Orhan, bana imzaladığı "Bırakılmış Biri"ni bir kez de 1977’de sevip arkadaş saydığı oğlum Tan’a imzalamış. Tan o zaman 13 yaşındaydı ve "Bırakılmış Biri"ni yerlere yatarak onlarca kez okumuştu. "Bırakılmış Biri"ni Tanbey’in izinden giderek 18 yıl sonra bir kez daha okumuştum. Eşi benzeri olmayan bir başyapıt. Orhan 26 yaşındayken yayınlanmış. Demek ki 23, 24, 25 yaşlarında yazmış. Zamanına göre, bir öykü yazarı için çok genç bir yaş. O yaşlarda iyi şair olunabilir ama öykü yazarı olmak çok zor. Ama nedense bizim kuşağın, 1930-1936 doğumlu 50 kuşağının şair ve öykücüleri 30 yaşlarından önce varolmayı başarmışlardır.
Orhan Duru’nun ilk kitabı "Bırakılmış Biri"ni, Muzaffer Erdost "Açık Oturum Yayınları"nda yayınlamıştı. Yayınevinin 3 numaralı kitabı. Ondan önce, Henri Alleg’in "La Question"u ve Turgut Uyar’ın "Dünyanın En Güzel Arabistan"ı yayınlanmıştı. Dördüncü kitap Ece Ayhan’ın "Kınar Hanım’ın Denizleri"dir.
* * *
Şimdi yazarken ikinci kitabı "Denge Uzmanı" ile büyük bir aşama yaptığını anımsadım. Kitaplıkta aradım, bulamadım. Tanbey, Boston’a götürmüş olmalı. Bulamadım.
"Science-fiction"un karşılığı olarak kullanılan "Bilimkurgu" sözcüğünün patenti Orhan Duru’ya aittir. İlk yazılarından itibaren öykülerine bu bilimkurgu yapısı ile birlikte "gerçekleşebilir mucizeler" de girmiştir.

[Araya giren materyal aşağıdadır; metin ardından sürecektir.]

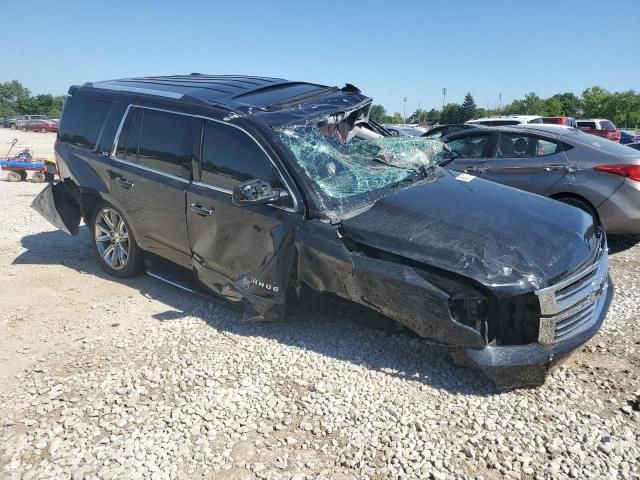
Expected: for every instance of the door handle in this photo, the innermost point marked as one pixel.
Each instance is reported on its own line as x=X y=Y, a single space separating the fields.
x=124 y=183
x=201 y=210
x=549 y=168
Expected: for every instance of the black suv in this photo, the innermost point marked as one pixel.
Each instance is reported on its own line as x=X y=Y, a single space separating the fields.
x=256 y=187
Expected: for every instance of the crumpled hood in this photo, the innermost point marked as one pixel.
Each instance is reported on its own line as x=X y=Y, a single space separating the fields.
x=509 y=240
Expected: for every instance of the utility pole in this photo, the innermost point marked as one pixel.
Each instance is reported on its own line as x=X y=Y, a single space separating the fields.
x=405 y=109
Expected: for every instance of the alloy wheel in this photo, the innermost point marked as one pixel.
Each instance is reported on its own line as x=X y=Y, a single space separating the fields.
x=112 y=238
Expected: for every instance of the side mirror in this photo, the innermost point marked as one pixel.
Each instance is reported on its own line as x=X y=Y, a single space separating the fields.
x=257 y=192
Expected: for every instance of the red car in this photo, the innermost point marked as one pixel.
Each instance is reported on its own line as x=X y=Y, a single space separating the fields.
x=40 y=126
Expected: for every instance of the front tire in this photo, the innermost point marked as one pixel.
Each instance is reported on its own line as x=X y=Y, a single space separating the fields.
x=14 y=177
x=113 y=242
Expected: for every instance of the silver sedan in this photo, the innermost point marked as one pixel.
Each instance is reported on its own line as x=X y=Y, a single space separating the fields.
x=592 y=173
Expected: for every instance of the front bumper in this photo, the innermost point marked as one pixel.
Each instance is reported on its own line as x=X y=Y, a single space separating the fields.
x=620 y=213
x=527 y=365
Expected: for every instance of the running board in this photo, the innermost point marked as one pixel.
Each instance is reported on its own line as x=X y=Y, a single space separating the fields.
x=171 y=282
x=183 y=279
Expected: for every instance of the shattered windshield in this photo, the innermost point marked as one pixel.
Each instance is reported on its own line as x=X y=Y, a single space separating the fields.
x=353 y=166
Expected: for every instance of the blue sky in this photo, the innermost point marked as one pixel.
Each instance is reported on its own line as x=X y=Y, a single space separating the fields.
x=388 y=49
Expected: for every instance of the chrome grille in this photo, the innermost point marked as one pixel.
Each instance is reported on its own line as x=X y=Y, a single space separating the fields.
x=568 y=307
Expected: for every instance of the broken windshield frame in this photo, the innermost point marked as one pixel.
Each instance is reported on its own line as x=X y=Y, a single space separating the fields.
x=350 y=168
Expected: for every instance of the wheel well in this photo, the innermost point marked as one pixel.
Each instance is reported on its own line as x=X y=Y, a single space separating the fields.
x=587 y=203
x=89 y=201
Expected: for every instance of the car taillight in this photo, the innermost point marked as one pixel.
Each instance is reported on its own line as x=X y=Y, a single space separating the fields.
x=631 y=172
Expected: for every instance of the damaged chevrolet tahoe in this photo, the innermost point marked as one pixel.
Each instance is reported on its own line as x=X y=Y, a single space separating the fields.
x=251 y=188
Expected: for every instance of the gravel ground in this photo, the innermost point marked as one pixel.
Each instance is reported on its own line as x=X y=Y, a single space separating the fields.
x=103 y=378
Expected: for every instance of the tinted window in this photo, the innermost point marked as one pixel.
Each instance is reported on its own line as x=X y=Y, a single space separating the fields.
x=82 y=120
x=129 y=136
x=603 y=144
x=514 y=145
x=166 y=142
x=547 y=147
x=230 y=157
x=469 y=147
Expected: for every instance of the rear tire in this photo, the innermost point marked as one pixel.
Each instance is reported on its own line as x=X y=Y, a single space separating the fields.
x=38 y=177
x=14 y=177
x=582 y=205
x=113 y=243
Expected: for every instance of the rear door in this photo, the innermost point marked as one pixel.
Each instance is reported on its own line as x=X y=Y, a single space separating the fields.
x=239 y=252
x=527 y=162
x=150 y=174
x=471 y=150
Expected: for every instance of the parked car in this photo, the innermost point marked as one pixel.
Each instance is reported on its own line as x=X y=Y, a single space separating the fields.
x=22 y=120
x=600 y=127
x=255 y=189
x=9 y=122
x=506 y=120
x=568 y=121
x=442 y=130
x=599 y=176
x=628 y=136
x=40 y=126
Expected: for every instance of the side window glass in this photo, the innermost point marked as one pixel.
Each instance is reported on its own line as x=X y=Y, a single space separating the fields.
x=166 y=142
x=82 y=121
x=547 y=147
x=513 y=145
x=230 y=157
x=127 y=148
x=469 y=147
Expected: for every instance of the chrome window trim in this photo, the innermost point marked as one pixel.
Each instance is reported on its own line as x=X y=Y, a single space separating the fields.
x=116 y=139
x=146 y=91
x=152 y=170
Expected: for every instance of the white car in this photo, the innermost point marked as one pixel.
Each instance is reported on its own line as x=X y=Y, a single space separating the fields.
x=595 y=124
x=506 y=120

"Gerçekleşebilir mucizeler" dedim de aklıma geldi. Orhan Duru 1956’da AÜ Veteriner Fakültesi’ni bitirmiş, veteriner olmuştu. 27 Mayıs 1960’ta askeri devriminde Veteriner Fakültesi’nde asistan idi. Milli Birlik Komitesi, 28 Ekim 1960 günlü ve 10641 sayılı Resmi Gazete’de yayınlanan 14 sayılı yasa ile 147 öğretim üyesinin üniversitedeki görevlerine son verdi. Bu 147’lerin 147’incisi genç asistan Orhan Duru’ydu. 147’ler olayı ne yazık ki 27 Mayıs’ın karnesindeki "en zayıf not"lardan biridir. Muzaffer Karan komünistlerin temizlendiğini söylerken, Alparslan Türkeş bu tasfiyede öteki öğretim üyelerinin tavsiyelerinin etkili olduğunu söyler. İhbarcılıktır ki fahişelik kadar eski bir meslek!
Orhan bir daha üniversiteye geri dönmedi. Böylece büyük yazar Orhan Duru oldu.
Sezer’in eşi, Ülkü’nin abisi, İştar’ın kaynı, Tezer Özlü ile Demir Özlü’nün enişteleri, Deniz’in teyzesinin kocası, Güner Sümer’in bacanağı; benim de Halamoğlu idi!..
Bir de bir zamanlar Muğla’da yaşayan bir ağabeyi vardı, tanımıştım...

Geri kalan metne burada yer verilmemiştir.